PEWAUKEE, Wis. — The man who parlayed a run on TV’s “The Apprentice” into a winning presidential campaign said Tuesday the nation needs a stronger system of apprenticeship to match workers with millions of open jobs.
“I love the name apprentice,” President Donald Trump declared. He said he wants every high school in America to offer apprenticeship opportunities and hands-on-learning.
Joined in Wisconsin by daughter Ivanka Trump, Education Secretary Betsy DeVos and Labor Secretary Alex Acosta, Trump described his push to get private companies and universities to pair up and pay the cost of such arrangements.
“It’s called earn while you learn,” Trump said of his initiative at Waukesha County Technical College.
The president toured a classroom full of tool-and-die machines that simulated a factory floor, accompanied by Wisconsin Gov. Scott Walker, as his attorney general, Jeff Sessions, faced questions before the Senate Intelligence Committee on potential Trump campaign ties to Russia and the firing of FBI Director James Comey.
The White House said Trump’s push is aimed at training workers with specific skills for particular jobs that employers say they can’t fill at a time of historically low unemployment. However, the most recent budget for the federal government passed with about $90 million for apprenticeships, and Trump so far isn’t proposing to add more.
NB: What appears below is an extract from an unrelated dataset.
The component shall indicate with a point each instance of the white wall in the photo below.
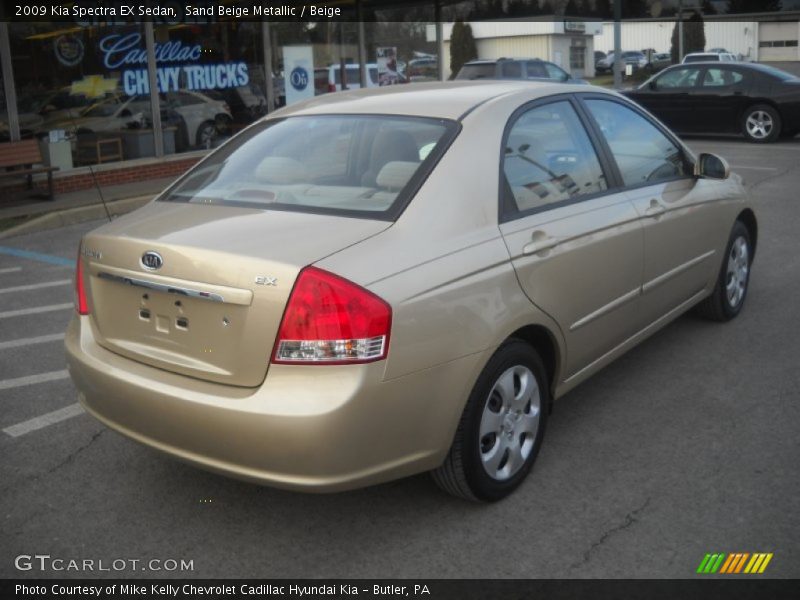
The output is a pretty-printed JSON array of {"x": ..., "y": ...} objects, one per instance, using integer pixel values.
[{"x": 739, "y": 37}]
The Trump administration has said there’s a need that can be met with a change in the American attitude toward vocational education and apprenticeships. A November 2016 report by former President Barack Obama’s Commerce Department found that “apprenticeships are not fully understood in the United States, especially” by employers, who tend to use apprentices for a few, hard-to-fill positions” but not as widely as they could.